By wearing the VBM, data can be assimilated that helps build a picture of the viewing habits of any individual and help to influence the subsequent decision about best correction of their refractive error. Figure 2 shows a representation of the different viewing positions (in pink) of a wearer during a day in their office.

Figure 2: VBM measured viewing positions (in pink) during a day at the office

The profile of each wearer differs significantly, as can be seen in figure 3 which shows the distances viewed by a number of patients and reflects the different near, intermediate and distance requirements for each.

Figure 3: Percentage of time spent viewing near, intermediate and distance targets for 18 different patients as measured by a VBM over one day

This data can be analysed in a variety of ways. Figure 4, for example, shows the refractive error for a pseudophake for a range of viewing distances displayed in terms of the percentage of the day they occur. Note how focusing on infinity (as implied by a full distance correction) only represents a tiny fraction of a typical daily visual demand in either patient data sets.

Figure 4: Viewing distance in terms of percentage of time adopted and refractive error for a non-accommodating patient with primarily near demands (a) or intermediate demands (b)

This data has been used successfully in deciding the final IOL power, design and degree of residual error left to best match the visual demand of the patient. Initial successes have been reported at recent refractive surgery conferences. Moreover, involvement of the patient in the process appears to be paying dividends in managing patient expectations and subsequent satisfaction with any compromise in binocular acuity.

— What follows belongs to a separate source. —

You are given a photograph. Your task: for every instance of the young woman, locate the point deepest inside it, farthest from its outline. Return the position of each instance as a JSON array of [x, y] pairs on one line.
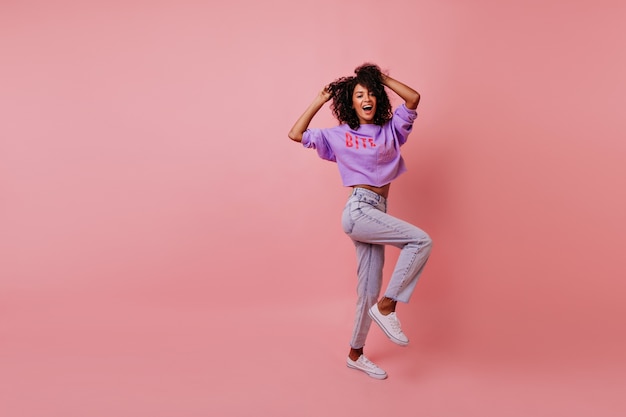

Patient education and involvement is a key benefit according to early reports.

The future

When discussing a presbyopic correction, whether that be through spectacles, contact lenses or via a wide range of surgical interventions, at the moment we are limited by the detail of our questions when deciding on how a patient uses their eyes throughout any typical day. How many of us, for example, have recommended a ‘hard’ design progressive power lens to a map-reading driver who failed to mention their significant use of a desk top computer every evening and who, therefore, soon returned unimpressed by the lens prescribed?

Though currently mainly aimed at refractive surgery outcome decision, the VBM is a device I suspect we will be hearing much more about in the coming years. Being able to map the visual behaviour and to incorporate the patient in the process has some obvious attraction for those of us prescribing and dispensing high value modern corrections, whether contact or spectacle. Also, how long before such a device might include further capability, such as eye tracking technology, blink monitoring or adaptive optical lens input. The potential for a research tool and patient interface is truly impressive.